The conversation about AI compensation in APAC has been dominated by salary figures. But among the AI professionals most in demand — those with three or more years of production LLM experience, or rare domain-plus-model-proficiency combinations — salary has become almost secondary.
Research time
The single most consistent theme across interviews with senior AI professionals in Singapore, India, and Japan was research time — dedicated time during the working week to explore problems not directly tied to current product objectives. Companies that offer structured research time report significantly better retention among senior AI professionals.
Publishing rights
Many of APAC's most accomplished AI researchers left academia for industry expecting to continue publishing.

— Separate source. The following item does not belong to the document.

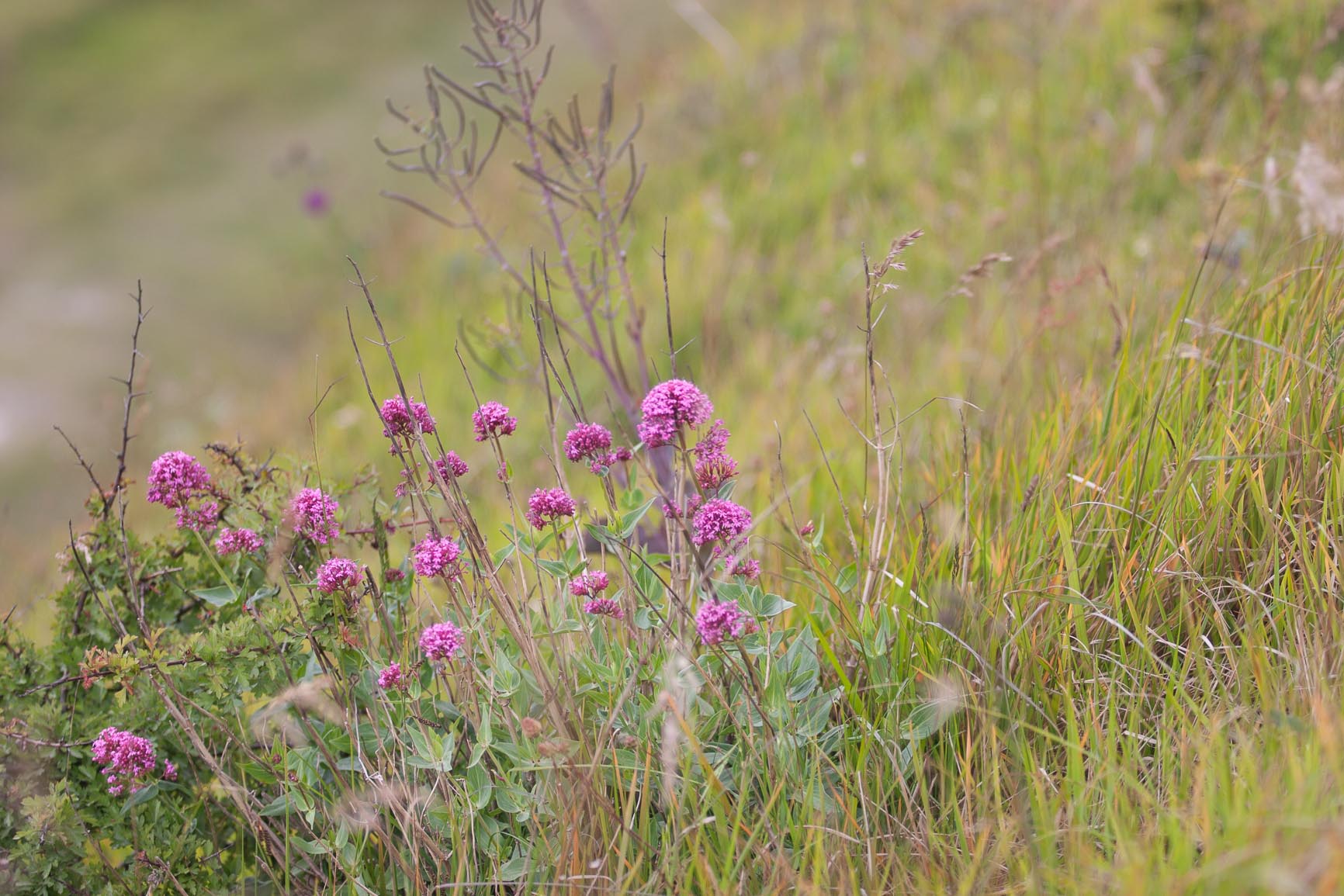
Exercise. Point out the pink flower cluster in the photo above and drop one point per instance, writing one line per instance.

Companies that have captured this talent — Naver Labs, LINE Yahoo Japan, Antgroup, ByteDance Research — have created publishing pipelines allowing researchers to submit work for peer review while protecting proprietary IP. Companies demanding blanket NDAs are finding this cohort increasingly unavailable.
Compute access
For researchers working on model development, access to GPU compute is as important as salary. The ability to run large-scale experiments without internal approval processes — 'compute autonomy' — is a significant differentiator. Several Singapore-based researchers described leaving well-paying roles at banks specifically because getting approval for a training run required a business case longer than the experiment itself.
Career trajectory clarity
AI professionals across all levels cited clarity about career progression as a key factor in job choice and retention. Many AI teams in APAC are new enough that there are no established tracks for individual contributors who do not want to move into management. The employers winning on talent are those that have explicitly defined a senior individual contributor track with compensation that competes with management roles.